Keunikan Nabi Isa telah terlihat sejak kelahirannya, ditandai dengan kemampuan berbicara saat masih bayi dan berbagai mukjizat lain seperti menghidupkan orang mati. Ketika ancaman pembunuhan muncul dari kaum Yahudi, intervensi ilahi memastikan keselamatannya, dengan seorang pengikut yang berkhianat diserupakan dan dibunuh menggantikannya.
Catatan sejarah Islam menyebutkan bahwa kaum Bani Israil, khususnya dari kalangan Yahudi, merencanakan kejahatan untuk menghabisi nyawa Nabi Isa. Namun, menurut keyakinan umat Islam, Allah SWT menyelamatkan Nabi Isa dengan cara mengangkatnya ke langit. Sosok yang kemudian dibunuh oleh Bani Israil adalah individu yang diserupakan dengan Nabi Isa, yang diyakini adalah Yudas Iskariot, salah satu pengikutnya yang berkhianat.
Al-Qur’an secara tegas membantah klaim pembunuhan dan penyaliban Nabi Isa, sebagaimana termaktub dalam Surah An-Nisaa’ ayat 157:
“Dan, karena ucapan mereka, ‘Sesungguhnya, kami telah membunuh Al-Masih, Isa putra Maryam, rasul Allah,’ padahal mereka tidak membunuhnya dan tidak (pula) menyalibnya, tetapi (yang mereka bunuh ialah) orang yang diserupakan dengan Isa bagi mereka.
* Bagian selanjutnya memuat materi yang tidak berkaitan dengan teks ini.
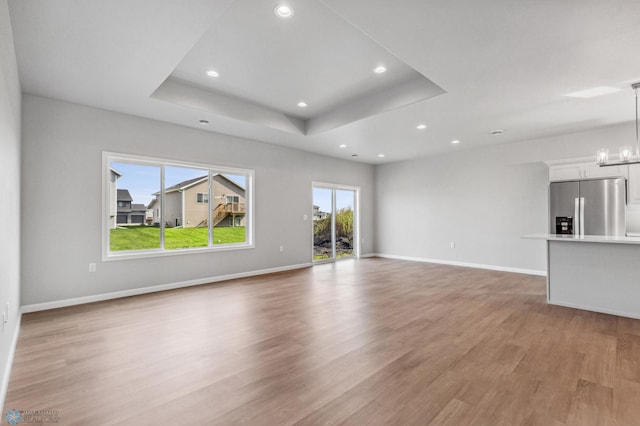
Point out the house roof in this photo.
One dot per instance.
(191, 182)
(185, 184)
(123, 195)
Sesungguhnya, orang-orang yang berselisih paham tentang (pembunuhan) Isa benar-benar dalam keragu-raguan tentang yang dibunuh itu. Mereka tidak mempunyai keyakinan tentang siapa yang dibunuh itu, kecuali mengikuti persangkaan belaka. Mereka tidak (pula) yakin bahwa yang mereka bunuh itu adalah Isa.”
Dengan demikian, Nabi Isa diyakini tidak mengalami kematian fisik di tangan musuhnya. Sebaliknya, Allah SWT mengangkatnya ke suatu tempat di langit, sebuah lokasi yang hanya diketahui oleh-Nya, sebagai bentuk penyelamatan dan perlindungan dari rencana jahat tersebut.
Peristiwa pengangkatan Nabi Isa ke hadirat Allah ini kembali ditegaskan dalam Al-Qur’an melalui Surah An-Nisaa’ ayat 158:
“Tetapi, (yang sebenarnya), Allah telah mengangkat Isa kepada-Nya. Dan, adalah Allah Mahaperkasa lagi Mahabijaksana.”